During his time at IPIC, Qubaisi was involved in several major deals, including the 2008 bailout of Barclays.

In April 2015, Qubaisi was removed from his role as managing director of the International Petroleum Investment Company. He resigned from or was replaced in his other positions in the following months.

==Controversy==

Qubaisi was replaced as managing director of the International Petroleum Investment Company in April 2015. Following his dismissal from IPIC, he resigned or was replaced from most of his corporate roles in companies controlled by IPIC. In September of that year, a Malaysian investigative website Sarawak Report linked his dismissal to corruption allegations stemming from transactions IPIC undertook with 1Malaysia Development Berhad (1MDB), a strategic development company that became the subject of controversy when Malaysia's prime minister was accused of using it to siphon money into his personal bank accounts. In 2015, IPIC had given 1MDB $1 billion, and taken on $3.5 billion of their debt in return for some of 1MDB's assets.
In April 2016, Reuters reported that the United Arab Emirates central bank had ordered banks in the UAE to freeze and provide transaction information on bank accounts belonging to Qubaisi or Mohamed al-Husseiny, another IPIC senior official. Officials investigating misappropriated funds in connection with 1MDB said that a total of $2.4 billion that was intended to be transferred from 1MDB to Aabar Investments was instead sent to a different company, established in the British Virgin Islands by Qubaisi and al-Husseiny, called Aabar Investments PJS Ltd.

On 20 July 2016, United States federal prosecutors filed a lawsuit to seize over $1 billion in assets believed to have been stolen from 1MDB. Qubaisi was named in these lawsuits, along with al-Husseiny and several others, which added that the funds were used to purchase these assets as well as "fund the co-conspirators' lavish lifestyles." This lawsuit is noted to be the largest forfeiture complaint filed in United States history.
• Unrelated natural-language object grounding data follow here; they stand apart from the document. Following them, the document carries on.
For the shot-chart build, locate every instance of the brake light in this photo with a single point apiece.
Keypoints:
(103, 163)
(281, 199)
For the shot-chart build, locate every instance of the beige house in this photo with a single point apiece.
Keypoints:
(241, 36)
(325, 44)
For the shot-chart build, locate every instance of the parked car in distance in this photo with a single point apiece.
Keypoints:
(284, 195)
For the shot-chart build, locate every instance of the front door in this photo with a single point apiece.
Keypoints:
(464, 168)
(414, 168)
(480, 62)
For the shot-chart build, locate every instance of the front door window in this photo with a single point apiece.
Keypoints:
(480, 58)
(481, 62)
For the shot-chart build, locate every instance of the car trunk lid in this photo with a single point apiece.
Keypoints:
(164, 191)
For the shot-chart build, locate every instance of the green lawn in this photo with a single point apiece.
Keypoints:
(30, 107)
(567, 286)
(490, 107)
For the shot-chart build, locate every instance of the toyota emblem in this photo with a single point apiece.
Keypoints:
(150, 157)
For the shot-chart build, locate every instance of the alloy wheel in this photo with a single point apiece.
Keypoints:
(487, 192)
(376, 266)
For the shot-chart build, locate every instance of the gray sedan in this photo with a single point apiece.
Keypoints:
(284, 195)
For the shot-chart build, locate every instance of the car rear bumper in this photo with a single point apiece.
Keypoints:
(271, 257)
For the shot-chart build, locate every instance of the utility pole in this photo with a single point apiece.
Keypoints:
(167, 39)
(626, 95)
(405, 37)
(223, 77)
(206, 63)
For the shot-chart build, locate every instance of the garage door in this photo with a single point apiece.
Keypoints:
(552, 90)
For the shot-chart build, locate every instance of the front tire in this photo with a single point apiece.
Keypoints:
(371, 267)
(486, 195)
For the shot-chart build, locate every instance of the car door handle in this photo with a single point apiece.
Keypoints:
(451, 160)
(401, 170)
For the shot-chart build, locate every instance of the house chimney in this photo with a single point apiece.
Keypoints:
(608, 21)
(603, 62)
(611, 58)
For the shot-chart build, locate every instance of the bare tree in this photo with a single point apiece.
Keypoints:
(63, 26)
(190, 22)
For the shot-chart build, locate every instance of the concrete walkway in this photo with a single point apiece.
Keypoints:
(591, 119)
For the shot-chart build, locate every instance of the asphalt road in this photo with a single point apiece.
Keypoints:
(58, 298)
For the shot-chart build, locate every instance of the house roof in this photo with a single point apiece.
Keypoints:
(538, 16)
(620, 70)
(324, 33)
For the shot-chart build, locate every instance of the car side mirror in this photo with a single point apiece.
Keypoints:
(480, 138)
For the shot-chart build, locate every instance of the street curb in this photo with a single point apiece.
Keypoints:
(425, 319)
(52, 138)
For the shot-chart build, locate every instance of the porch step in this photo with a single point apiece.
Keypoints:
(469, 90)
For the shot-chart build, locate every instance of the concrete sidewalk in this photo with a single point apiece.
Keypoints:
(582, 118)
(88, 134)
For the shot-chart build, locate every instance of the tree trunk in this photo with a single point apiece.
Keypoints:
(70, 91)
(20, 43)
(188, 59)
In 2019, The Wall Street Journal reported that Qubaisi was being forced by the Emirati authorities to give away his assets to Sheikh Mansour bin Zayed Al Nahyan's privately owned company. Post his arrest, in an interview, Qubaisi said he was being blamed as a “scapegoat” by Sheikh Mansour. “I did this deal but I did it on behalf of the government of Abu Dhabi. They are putting everything on my back,” said Qubaisi.